Le grand redémarrage (L'effet Commodore) :
Dès que le point final du mot RUN a séché sur le papier, l'Atelier a réagi de manière spectaculaire.
* **Le flash bleu :** Les étincelles anarchiques de Peter se sont arrêtées net. À la place, toute la pièce a été baignée pendant trois secondes dans une lumière bleue rétro, exactement la teinte du canevas de démarrage d'un Commodore 64.

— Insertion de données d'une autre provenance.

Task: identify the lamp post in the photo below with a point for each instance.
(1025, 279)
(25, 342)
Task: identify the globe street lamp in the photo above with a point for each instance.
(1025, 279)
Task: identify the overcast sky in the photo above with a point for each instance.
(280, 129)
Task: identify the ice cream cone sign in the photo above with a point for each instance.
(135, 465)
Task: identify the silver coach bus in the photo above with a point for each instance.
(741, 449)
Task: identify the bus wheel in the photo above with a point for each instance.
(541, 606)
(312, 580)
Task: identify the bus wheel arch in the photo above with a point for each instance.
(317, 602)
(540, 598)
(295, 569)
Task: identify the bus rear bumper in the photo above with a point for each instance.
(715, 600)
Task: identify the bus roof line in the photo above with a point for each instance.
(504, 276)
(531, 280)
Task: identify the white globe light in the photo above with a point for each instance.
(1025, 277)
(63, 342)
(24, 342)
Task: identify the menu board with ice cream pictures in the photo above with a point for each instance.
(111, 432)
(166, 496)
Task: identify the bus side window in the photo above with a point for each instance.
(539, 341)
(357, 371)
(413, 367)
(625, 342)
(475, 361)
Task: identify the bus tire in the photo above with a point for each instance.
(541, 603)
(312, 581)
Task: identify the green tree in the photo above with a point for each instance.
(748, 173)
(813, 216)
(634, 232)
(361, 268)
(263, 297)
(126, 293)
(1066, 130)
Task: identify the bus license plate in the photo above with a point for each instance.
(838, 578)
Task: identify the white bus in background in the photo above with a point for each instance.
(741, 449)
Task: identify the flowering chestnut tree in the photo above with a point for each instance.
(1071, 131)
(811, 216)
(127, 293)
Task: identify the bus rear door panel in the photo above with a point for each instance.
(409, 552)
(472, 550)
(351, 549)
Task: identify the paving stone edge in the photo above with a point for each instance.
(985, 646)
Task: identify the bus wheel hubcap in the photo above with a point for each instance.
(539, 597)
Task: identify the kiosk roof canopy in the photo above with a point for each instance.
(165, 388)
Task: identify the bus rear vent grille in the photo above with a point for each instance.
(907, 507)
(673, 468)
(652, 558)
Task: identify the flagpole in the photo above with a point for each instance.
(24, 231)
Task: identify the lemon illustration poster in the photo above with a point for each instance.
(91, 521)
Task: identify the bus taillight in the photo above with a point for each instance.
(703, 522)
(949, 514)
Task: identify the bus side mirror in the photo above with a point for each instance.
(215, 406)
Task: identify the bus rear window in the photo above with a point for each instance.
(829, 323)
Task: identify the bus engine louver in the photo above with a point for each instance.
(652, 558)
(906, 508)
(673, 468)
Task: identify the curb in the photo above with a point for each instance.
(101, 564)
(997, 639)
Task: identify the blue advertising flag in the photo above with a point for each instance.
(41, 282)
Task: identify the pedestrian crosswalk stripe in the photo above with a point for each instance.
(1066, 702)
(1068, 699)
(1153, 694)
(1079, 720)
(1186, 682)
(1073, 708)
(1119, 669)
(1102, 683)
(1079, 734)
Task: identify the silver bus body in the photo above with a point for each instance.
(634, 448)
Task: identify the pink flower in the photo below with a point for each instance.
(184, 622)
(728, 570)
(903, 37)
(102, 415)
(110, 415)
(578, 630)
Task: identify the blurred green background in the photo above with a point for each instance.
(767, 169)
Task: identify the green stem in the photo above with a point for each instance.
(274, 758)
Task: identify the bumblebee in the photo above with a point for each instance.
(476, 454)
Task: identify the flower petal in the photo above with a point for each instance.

* **Le bruit de lecteur :** Un bruit mécanique bien connu des vieux de la vieille a résonné sous le plancher de pierre : le cliquetis saccadé et lourd d'un lecteur de disquettes 1541 qui cherche ses pistes. La Graine chargeait notre univers, octet par octet.
* **Le message système :** Sur l'écran filaire de la console centrale, les lignes vertes du labyrinthe ont été balayées. Un texte blanc sur fond bleu est apparu : SEARCHING FOR *, suivi de LOADING, puis du divin READY.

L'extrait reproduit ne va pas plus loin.